Que les socio démocrates soient rassurés, il y a une troisième voie : la régulation. Car contrairement à ce qu'on pensait voilà peu, les arbres ne sont pas programmés une fois pour toutes. Leur logiciel Adn existe, mais il est souvent bien plus élastique qu'on ne l'imaginait et capable d'opérer les mises à jour nécessaires pour muter d'une génération à l'autre et s'adapter aux changements climatiques. Les colonies d'une même essence recèlent même des capacités génétiques virtuelles insoupçonnées.
Les ressources dormantes de l'Adn des arbres
Y compris des ressources dormantes que Daniel Thomas, Président du Pôle de compétitivité de Compiègne sur la Chimie verte, qualifie d'après des recherches très récentes de « fossiles mais disponibles ». C'est d'ailleurs un chercheur français de l'Inra, Antoine Kremer, qui fut le pionnier de cette découverte couronnée, il y a trois ans, par le prestigieux prix Wallenberg suite à l'analyse de 2600 populations de chênes. « Une récente étude espagnole de 2006 le confirme, note Alain Valadon.
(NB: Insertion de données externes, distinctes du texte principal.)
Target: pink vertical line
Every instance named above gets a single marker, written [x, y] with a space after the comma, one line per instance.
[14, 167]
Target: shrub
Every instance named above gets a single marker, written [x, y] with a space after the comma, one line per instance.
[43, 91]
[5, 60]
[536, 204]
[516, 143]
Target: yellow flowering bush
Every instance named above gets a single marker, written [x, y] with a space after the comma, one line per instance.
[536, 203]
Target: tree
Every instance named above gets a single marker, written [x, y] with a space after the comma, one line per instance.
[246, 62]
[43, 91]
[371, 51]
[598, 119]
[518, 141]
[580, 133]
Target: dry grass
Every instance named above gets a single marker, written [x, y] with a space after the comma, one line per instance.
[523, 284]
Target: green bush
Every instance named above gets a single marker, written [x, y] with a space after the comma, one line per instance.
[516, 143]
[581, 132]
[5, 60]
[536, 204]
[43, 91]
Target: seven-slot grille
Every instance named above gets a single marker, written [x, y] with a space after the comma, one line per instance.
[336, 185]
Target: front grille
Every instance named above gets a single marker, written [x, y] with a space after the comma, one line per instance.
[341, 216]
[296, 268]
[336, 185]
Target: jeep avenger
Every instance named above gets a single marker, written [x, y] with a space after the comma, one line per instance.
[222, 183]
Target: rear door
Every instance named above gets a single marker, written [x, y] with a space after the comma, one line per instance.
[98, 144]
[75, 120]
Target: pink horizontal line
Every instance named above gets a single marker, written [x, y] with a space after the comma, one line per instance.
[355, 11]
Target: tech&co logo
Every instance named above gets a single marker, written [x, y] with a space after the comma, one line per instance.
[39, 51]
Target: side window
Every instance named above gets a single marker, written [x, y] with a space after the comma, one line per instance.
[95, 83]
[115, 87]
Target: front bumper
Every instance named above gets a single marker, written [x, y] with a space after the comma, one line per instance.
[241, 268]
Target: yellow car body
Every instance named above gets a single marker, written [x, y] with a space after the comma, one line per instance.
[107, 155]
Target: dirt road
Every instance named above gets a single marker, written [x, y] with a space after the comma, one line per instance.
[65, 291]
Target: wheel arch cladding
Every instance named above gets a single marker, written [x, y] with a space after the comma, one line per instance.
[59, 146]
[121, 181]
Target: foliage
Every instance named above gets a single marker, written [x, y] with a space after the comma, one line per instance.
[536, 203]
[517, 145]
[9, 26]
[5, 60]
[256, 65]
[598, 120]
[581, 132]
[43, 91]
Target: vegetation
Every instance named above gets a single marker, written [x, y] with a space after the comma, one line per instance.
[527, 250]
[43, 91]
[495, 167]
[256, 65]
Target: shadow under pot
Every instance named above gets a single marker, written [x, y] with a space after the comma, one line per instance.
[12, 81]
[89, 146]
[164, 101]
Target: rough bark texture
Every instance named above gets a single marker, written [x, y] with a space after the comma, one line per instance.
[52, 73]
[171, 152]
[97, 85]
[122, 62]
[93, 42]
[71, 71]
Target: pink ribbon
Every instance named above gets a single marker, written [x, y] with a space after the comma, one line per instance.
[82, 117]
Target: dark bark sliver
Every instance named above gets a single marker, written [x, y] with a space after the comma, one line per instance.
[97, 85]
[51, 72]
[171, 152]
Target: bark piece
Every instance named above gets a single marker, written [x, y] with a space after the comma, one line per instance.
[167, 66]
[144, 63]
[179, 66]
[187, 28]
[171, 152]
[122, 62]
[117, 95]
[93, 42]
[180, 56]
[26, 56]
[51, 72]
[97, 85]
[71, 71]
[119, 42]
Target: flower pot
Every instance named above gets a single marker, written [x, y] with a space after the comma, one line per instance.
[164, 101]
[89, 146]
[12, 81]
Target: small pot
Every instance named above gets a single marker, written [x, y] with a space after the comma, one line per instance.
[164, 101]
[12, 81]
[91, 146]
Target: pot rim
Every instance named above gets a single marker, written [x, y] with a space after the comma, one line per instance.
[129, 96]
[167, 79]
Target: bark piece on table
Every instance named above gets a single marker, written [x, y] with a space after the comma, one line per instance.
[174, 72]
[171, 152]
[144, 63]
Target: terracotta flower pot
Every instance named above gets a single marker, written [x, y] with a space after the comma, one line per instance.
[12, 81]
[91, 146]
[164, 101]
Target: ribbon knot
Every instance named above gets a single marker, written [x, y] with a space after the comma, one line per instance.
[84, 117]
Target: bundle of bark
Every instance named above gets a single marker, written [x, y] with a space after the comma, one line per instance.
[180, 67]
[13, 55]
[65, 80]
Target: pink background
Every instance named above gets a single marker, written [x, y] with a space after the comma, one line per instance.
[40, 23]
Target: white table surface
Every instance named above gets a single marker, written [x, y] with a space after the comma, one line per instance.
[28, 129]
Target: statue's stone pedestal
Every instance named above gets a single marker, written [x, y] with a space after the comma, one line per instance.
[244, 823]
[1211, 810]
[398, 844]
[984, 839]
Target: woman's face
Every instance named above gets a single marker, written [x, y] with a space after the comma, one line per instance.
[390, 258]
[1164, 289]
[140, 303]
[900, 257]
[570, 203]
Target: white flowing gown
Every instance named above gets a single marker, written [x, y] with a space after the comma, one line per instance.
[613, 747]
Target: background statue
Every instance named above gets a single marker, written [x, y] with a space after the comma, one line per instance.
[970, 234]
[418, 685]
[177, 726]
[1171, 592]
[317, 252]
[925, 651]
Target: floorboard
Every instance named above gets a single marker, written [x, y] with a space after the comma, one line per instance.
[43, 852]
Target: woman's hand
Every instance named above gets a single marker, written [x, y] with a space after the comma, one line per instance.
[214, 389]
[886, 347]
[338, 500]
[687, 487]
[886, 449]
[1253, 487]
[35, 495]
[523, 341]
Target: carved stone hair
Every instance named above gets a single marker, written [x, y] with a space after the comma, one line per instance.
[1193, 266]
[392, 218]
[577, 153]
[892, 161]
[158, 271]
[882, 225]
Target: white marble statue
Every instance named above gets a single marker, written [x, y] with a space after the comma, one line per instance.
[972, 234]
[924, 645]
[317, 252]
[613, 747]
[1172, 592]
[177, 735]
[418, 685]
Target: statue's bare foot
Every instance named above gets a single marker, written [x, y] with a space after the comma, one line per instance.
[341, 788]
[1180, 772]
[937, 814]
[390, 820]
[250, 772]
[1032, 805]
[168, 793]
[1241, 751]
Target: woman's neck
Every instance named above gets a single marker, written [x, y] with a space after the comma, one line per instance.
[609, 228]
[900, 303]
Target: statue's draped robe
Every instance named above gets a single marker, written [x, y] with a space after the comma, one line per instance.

Des forêts de pins sylvestres catalans qu'on disait perdus se sont adaptés en à peine soixante ans ! Et puis regardez le sapin Douglas originaire de la froide et pluvieuse Amérique du Nord qui prospère sous le soleil Californien... »
Mais pour que ces mutations puissent s'exprimer, il faudra sans doute l'aide, subtile, de l'Homme. « L'adaptabilité d'une forêt est conditionnée par sa diversité génétique », martèle Alain Valadon. Aussi a-t-il entrepris un programme pour mesurer cette variété dans plusieurs forêts françaises. En sélectionnant notamment des groupes d'arbres qui s'étaient déjà adaptés aux conditions extrêmes de sécheresse. « À terme, nous pourrions introduire les pousses issues de leurs graines dans des forêts génétiquement pauvres, poursuit Valadon. Pour aider celles-ci à réussir leur mue par hybridation naturelle. ».
Convaincus les forestiers gallois ? Disons poliment attentifs. Car eux n'ont pas eu la patience d'attendre : ils procèdent depuis plusieurs années à des replantations massives de nouvelles essences à la place des plus fragiles. Reste que l'option de la « régulation génétique » progresse. Une révolution copernicienne pour les ingénieurs des arbres ?
Le secret des arbres
« En tout cas, réagit Myriam Legay, une évolution majeure de la conception que l'on se faisait de ce milieu forestier maintenu à l'état à peu prés sauvage depuis son origine » Et c'est bien ça qui est le plus fascinant. Car seuls les arbres forestiers peuvent, à l'épreuve d'un réchauffement majeur, témoigner de ces secrets originels du vivant. Seulement eux peuvent révéler un génie génétique naturel et un pouvoir d'adaptation quasiment intact et méconnu depuis 4000 ans. La fin de la période glaciaire, c'est hier pour un hêtre de 2009. Vingt générations à peine le séparent de ses premiers ancêtres européens.